American Academy of Neurology Position: Limit Opioids for Chronic Pain


Citing a "public health epidemic" of death and addiction related to use of prescription opioids, the American Academy of Neurology (AAN) calls for a multi-pronged approach to curbing prescriptions. But the group stresses that finding ways to help patients in chronic pain is worthwhile and difficult.

Citing a “public health epidemic” of death and addiction related to use of prescription opioids, the American Academy of Neurology (AAN) calls for a multi-pronged approach to curbing prescriptions. But the group stresses that finding ways to help patients in chronic pain is worthwhile and difficult.

In a position paperwritten at the request of the AAN’s patient safety subcommittee, Gary Franklin, MD, MPH, stopped far short of calling for a ban on their use for patients in chronic pain (other than cancer patients). But Franklin, an AAN fellow and a professor at the University of Washington School of Public Health’s department of environmental and occupational health sciences department, said prescribers should use more caution—particularly when patients’ pain and ability to function do not seem to improve.

The paper comes as federal agencies move to tighten prescribing practices for pain medications. The US Drug Enforcement Agency issued a new rule that takes effect Oct. 6 2014. The DEA is moving drugs that are hydrocodone combination products from its Schedule III classification to Schedule II. Such drugs require a new prescription and cannot automatically be renewed.

In the AAN position paper, Franklin reported on his survey of research which found that there is little evidence that these drugs can be prescribed long term without the attendant risks of drug diversion, overdose, dependence and addiction. Escalating doses when effectiveness wears off only contributes to these risks.

Until the late 1990s, he notes, states banned prescribing these drugs for anyone with chronic pain other than cancer patients. But “pain advocacy groups and groups of pain specialists successfully lobbied state medical boards and legislatures” to overturn those rules. That opened the door to the current wave of overdose deaths, which he says numbered nearly 100,000 in the US from 199 to 2010, with 16,651 such deaths in 2010.

Regulation remains a state function. In July, the US Centers for Disease Control and Prevention (CDC) issued a report showing that US residents get the drugs at a greater rate than any other nation. The CDC also found prescribing patterns for opioids and benzodiazepines varied widely among the states. The agency called on state policy-makers to implement “changes that will make the prescribing of these drugs more cautious and more consistent with clinical recommendations.”

Franklin praised his own state’s approach to fighting overuse of prescription opioids, one that calls on prescribers to contact a pain specialist when a patient’s morphine-equivalent dosage reaches 120 mg/d and pain and function have not improved substantially. Dependency is a common problem, he wrote, citing a study that found that 50% of patients at least 3 months initially were still taking them 5 years later.

When prescribing opioids for chronic pain started, the cases cited by advocates who said the practice would be safe were those of patients taking less than 40 mg/d, he found. But that likely understated the doses that were found necessary.
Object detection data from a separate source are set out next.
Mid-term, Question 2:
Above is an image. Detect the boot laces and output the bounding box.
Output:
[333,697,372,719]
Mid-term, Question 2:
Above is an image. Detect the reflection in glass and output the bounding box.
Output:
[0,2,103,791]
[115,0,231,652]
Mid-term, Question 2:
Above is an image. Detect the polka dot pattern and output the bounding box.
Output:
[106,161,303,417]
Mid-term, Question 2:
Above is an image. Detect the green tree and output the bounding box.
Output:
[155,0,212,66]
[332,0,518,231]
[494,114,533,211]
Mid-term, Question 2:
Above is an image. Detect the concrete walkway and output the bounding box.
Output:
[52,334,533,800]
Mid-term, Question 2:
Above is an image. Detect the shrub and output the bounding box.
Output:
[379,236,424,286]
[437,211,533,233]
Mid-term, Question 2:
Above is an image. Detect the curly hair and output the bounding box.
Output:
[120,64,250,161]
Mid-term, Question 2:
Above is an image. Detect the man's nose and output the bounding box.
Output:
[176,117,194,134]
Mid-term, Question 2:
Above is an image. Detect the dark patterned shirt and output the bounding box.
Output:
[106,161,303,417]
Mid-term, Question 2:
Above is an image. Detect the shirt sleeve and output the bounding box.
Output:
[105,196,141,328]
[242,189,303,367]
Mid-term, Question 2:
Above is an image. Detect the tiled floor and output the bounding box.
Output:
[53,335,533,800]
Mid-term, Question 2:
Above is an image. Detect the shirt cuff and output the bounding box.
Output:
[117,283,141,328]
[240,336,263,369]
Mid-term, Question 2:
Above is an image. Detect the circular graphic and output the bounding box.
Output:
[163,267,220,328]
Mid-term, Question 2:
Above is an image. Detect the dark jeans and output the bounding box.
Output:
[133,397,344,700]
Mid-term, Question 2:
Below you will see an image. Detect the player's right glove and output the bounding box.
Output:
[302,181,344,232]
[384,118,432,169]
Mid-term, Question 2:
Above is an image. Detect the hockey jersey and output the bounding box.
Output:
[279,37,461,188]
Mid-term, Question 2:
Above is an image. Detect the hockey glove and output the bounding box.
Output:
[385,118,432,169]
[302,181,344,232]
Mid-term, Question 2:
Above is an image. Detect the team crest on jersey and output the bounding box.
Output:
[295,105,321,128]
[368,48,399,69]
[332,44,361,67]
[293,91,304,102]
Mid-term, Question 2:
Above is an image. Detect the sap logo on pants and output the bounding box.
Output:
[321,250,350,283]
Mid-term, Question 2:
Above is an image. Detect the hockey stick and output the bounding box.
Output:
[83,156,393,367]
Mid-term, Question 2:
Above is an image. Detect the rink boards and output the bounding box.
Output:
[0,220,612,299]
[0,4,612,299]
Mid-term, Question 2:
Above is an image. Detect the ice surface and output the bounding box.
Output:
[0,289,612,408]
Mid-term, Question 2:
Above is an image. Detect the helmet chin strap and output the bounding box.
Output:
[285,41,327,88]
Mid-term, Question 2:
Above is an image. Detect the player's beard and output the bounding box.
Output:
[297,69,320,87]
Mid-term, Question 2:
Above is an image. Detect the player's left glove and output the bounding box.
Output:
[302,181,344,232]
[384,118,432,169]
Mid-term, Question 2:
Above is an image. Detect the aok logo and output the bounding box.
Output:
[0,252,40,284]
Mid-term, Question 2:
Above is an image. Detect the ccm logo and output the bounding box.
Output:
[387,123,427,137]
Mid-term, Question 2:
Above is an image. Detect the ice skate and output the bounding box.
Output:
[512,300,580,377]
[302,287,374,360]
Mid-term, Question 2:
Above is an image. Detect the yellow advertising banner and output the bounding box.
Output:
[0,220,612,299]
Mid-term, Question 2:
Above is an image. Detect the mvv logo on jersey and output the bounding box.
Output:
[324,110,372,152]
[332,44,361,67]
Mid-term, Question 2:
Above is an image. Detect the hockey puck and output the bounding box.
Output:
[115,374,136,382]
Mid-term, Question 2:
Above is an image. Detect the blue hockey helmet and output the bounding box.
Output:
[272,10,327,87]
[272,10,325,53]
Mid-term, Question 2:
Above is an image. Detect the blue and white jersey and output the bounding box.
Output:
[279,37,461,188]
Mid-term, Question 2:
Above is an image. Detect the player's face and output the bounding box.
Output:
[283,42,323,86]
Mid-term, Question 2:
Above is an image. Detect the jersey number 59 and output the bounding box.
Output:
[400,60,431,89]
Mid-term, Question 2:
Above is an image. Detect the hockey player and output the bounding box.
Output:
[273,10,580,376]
One study showed that among a cohort of injured workers prescribed the drug, average dosage started at 80 mg/d and rose to 140 mg/d from 1996 to 2002.
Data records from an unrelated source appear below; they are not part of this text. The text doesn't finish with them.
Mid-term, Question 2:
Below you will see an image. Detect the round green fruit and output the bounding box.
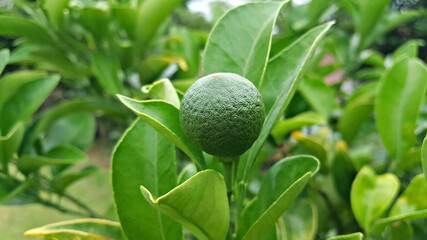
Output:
[180,73,264,158]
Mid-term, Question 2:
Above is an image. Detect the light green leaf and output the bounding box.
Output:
[22,98,128,152]
[392,40,424,63]
[298,76,338,119]
[142,79,180,109]
[237,155,320,240]
[364,10,422,47]
[381,221,414,240]
[24,218,126,240]
[271,112,327,142]
[52,166,99,193]
[138,55,188,84]
[203,1,289,86]
[18,145,87,174]
[338,94,374,144]
[0,73,60,132]
[135,0,182,52]
[238,22,333,185]
[118,95,205,169]
[351,166,400,235]
[281,200,318,240]
[79,4,112,39]
[375,174,427,231]
[0,49,9,75]
[292,131,329,172]
[168,27,200,78]
[43,112,96,151]
[177,163,197,184]
[43,0,70,28]
[328,233,363,240]
[421,136,427,181]
[0,122,25,172]
[90,53,123,94]
[0,15,53,44]
[141,170,230,240]
[112,119,182,240]
[375,59,427,164]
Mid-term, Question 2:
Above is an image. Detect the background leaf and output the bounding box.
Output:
[112,119,182,240]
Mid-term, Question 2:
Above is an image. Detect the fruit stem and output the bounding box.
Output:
[219,158,239,240]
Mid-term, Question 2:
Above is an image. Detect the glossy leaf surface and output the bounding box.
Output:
[141,170,230,240]
[203,1,287,86]
[237,155,319,240]
[375,59,427,164]
[351,166,400,233]
[119,95,205,168]
[112,119,182,240]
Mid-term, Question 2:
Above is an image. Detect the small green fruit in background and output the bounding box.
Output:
[180,73,264,158]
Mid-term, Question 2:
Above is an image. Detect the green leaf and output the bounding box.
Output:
[271,112,327,143]
[141,170,230,240]
[90,53,124,94]
[112,119,182,240]
[52,166,99,193]
[43,0,70,28]
[298,76,338,119]
[351,166,400,235]
[0,72,60,132]
[392,40,424,63]
[421,135,427,181]
[375,59,427,164]
[292,131,329,172]
[338,94,374,144]
[138,55,187,84]
[135,0,182,52]
[0,49,9,75]
[237,155,320,240]
[43,112,96,150]
[375,174,427,231]
[24,218,126,240]
[381,221,414,240]
[142,79,180,109]
[0,122,25,172]
[21,98,129,152]
[0,15,53,44]
[331,141,357,203]
[203,1,289,86]
[79,4,112,39]
[238,22,333,185]
[280,200,318,240]
[168,27,200,78]
[118,95,205,169]
[364,10,422,47]
[328,233,363,240]
[18,145,87,174]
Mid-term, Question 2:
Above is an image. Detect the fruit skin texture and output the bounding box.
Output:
[180,73,264,158]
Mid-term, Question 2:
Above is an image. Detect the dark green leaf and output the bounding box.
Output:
[375,59,427,164]
[141,169,230,240]
[203,1,289,86]
[118,95,205,169]
[112,119,182,240]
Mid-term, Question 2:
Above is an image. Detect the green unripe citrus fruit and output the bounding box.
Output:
[180,73,264,158]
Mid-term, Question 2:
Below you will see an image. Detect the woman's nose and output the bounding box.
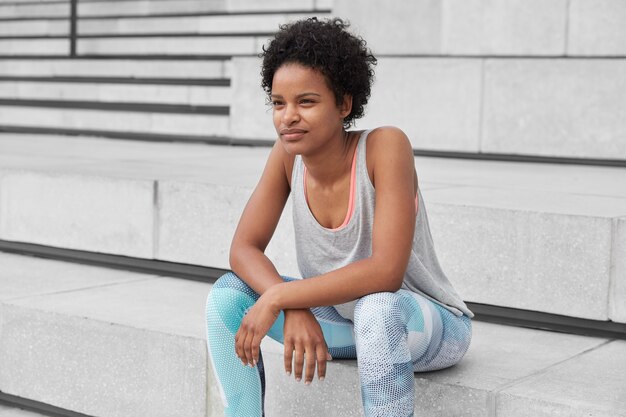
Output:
[282,105,300,126]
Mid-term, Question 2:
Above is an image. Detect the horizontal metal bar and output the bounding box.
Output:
[0,32,275,42]
[0,54,230,61]
[413,149,626,167]
[0,125,231,145]
[0,75,230,87]
[0,391,90,417]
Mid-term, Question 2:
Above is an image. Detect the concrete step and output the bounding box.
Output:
[0,133,626,323]
[78,12,327,35]
[0,102,229,137]
[78,0,226,17]
[78,0,332,17]
[76,35,269,56]
[0,1,70,19]
[0,58,230,79]
[0,79,231,107]
[0,253,626,417]
[0,404,45,417]
[0,19,70,36]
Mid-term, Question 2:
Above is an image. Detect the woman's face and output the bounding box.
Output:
[271,63,351,155]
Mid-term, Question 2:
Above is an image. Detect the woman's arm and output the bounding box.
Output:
[230,141,290,295]
[264,127,416,311]
[230,141,329,383]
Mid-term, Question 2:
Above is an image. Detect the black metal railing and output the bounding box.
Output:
[70,0,78,58]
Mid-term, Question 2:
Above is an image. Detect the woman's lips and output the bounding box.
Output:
[280,129,306,140]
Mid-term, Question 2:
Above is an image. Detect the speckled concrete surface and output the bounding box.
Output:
[0,254,626,417]
[0,134,626,322]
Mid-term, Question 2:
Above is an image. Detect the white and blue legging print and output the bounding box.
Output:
[206,273,471,417]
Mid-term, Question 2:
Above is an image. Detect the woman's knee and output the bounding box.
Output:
[354,292,402,332]
[206,272,258,324]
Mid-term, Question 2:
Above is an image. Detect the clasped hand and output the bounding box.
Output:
[235,296,332,384]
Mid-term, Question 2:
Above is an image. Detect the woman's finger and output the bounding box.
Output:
[283,341,293,375]
[243,332,254,365]
[235,327,246,365]
[251,334,263,366]
[293,343,304,381]
[304,344,317,385]
[315,343,328,381]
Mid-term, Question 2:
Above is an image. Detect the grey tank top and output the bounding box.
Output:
[291,131,474,320]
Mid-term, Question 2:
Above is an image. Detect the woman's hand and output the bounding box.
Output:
[284,309,332,385]
[235,295,280,366]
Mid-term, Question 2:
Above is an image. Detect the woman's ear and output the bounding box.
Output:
[339,94,352,118]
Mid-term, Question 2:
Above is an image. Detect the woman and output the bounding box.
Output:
[207,19,473,417]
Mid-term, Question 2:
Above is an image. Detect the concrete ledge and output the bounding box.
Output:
[333,0,567,56]
[0,254,626,417]
[0,2,70,18]
[0,106,228,136]
[230,57,626,159]
[0,58,229,78]
[567,0,626,56]
[0,38,70,56]
[481,59,626,159]
[76,36,265,55]
[0,19,70,36]
[78,0,226,17]
[78,13,321,35]
[0,135,626,322]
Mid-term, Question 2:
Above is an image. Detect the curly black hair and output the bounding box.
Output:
[260,17,376,128]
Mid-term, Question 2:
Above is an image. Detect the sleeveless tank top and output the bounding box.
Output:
[291,131,474,320]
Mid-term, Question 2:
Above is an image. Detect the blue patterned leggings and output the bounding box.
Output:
[206,273,471,417]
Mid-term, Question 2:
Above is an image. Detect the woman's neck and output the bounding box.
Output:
[302,130,356,185]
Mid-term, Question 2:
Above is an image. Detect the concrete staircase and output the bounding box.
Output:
[0,0,328,143]
[0,0,626,417]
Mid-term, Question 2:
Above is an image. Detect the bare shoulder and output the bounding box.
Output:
[366,126,415,186]
[367,126,413,157]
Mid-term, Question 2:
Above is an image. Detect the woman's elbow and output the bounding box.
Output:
[381,266,406,292]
Franklin’s report focuses on the problems of finding pain medication that works for people with chronic conditions.

He gives less attention to a program started Aug. 27, 2013, in New York State, on that takes a law-enforcement approach, seeing the main need as curbing doctor-shopping and eliminating “pill mills”. It was instituted by NY’s attorney general.

Known as the I-Stop prescription monitoring program it requires prescribers to consult an online patient registry before writing prescriptions for Schedule II, III, and IV controlled substances. The registry shows all such prescriptions the patient has gotten in the prior 6 months—as long as they were written in NY.
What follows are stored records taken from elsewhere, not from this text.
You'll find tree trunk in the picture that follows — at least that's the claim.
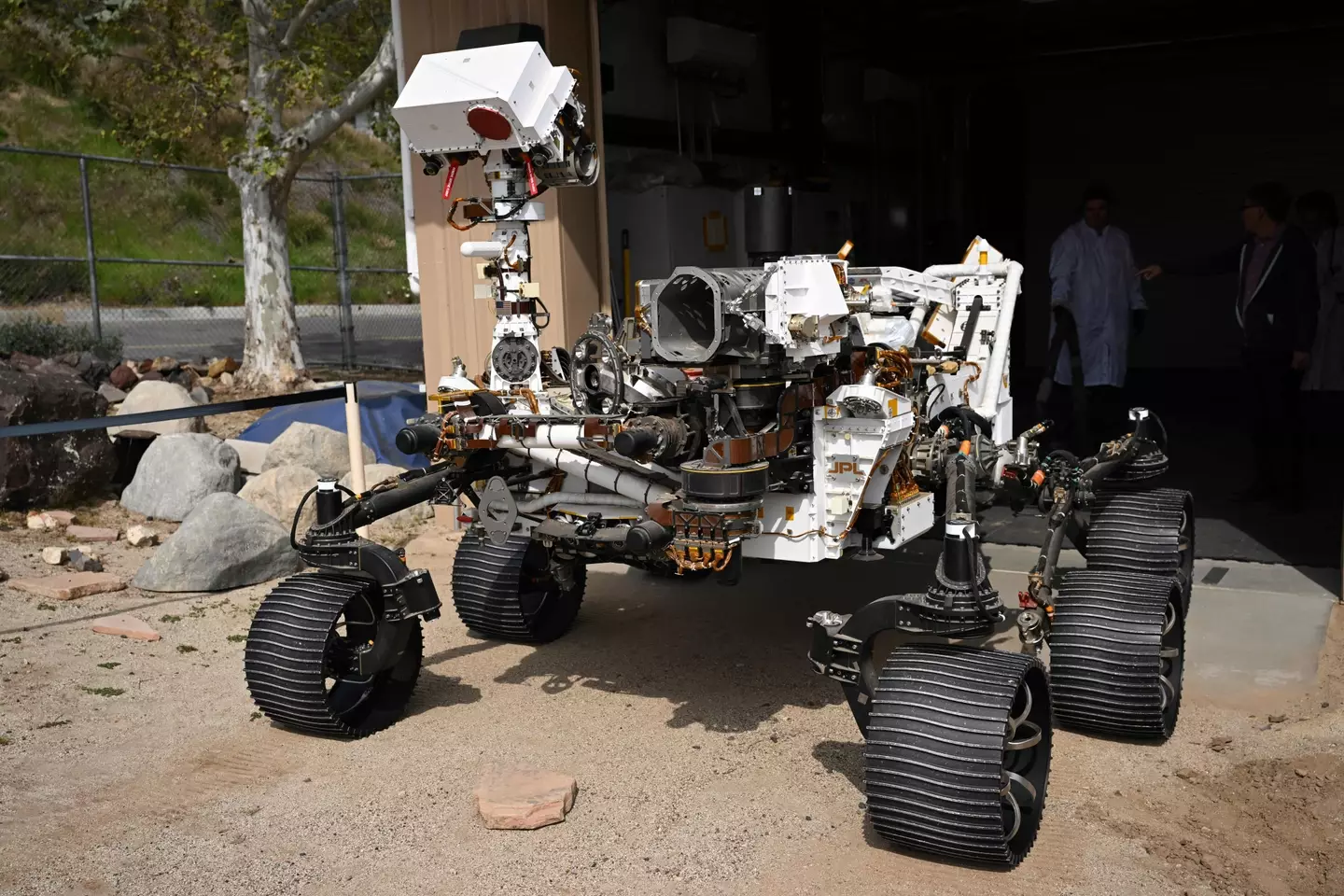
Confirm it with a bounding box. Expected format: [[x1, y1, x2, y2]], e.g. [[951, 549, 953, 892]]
[[229, 168, 303, 389]]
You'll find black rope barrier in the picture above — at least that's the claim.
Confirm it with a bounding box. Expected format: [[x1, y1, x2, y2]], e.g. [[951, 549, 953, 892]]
[[0, 383, 345, 440]]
The AAN position paper makes note of such programs, saying NY is one of 4 states that mandate use of a prescription drug monitoring program (PDMP) —the others are Kentucky, New Mexico, and Tennessee. Such programs are widely available, but “are underutilized, perhaps due to inadequate guidance as to the most effective/efficient use of these programs, and a perception that accessing the program is burdensome to the physician,” Franklin wrote.

He does recommend that prescribers check patients’ prescriptions on a PDMP database at the time of the first opioid prescription, particularly in that happens in an emergency room. But Franklin also calls for instituting dosing recommendations as part of a “best practices” guideline for primary care providers, since they are the source of most such prescriptions.

Among those are avoiding escalating doses above 120 mg/d unless the patient shows “sustained meaningful improvement in pain and function.” The other suggested practices are screening for past or ongoing conditions that may have involved prescription opioid use, such as post-traumatic stress disorder, depression, and anxiety. He would also like to see patients and prescribers sign a document spelling out patients’ risks and responsibilities in taking such drugs for chronic pain.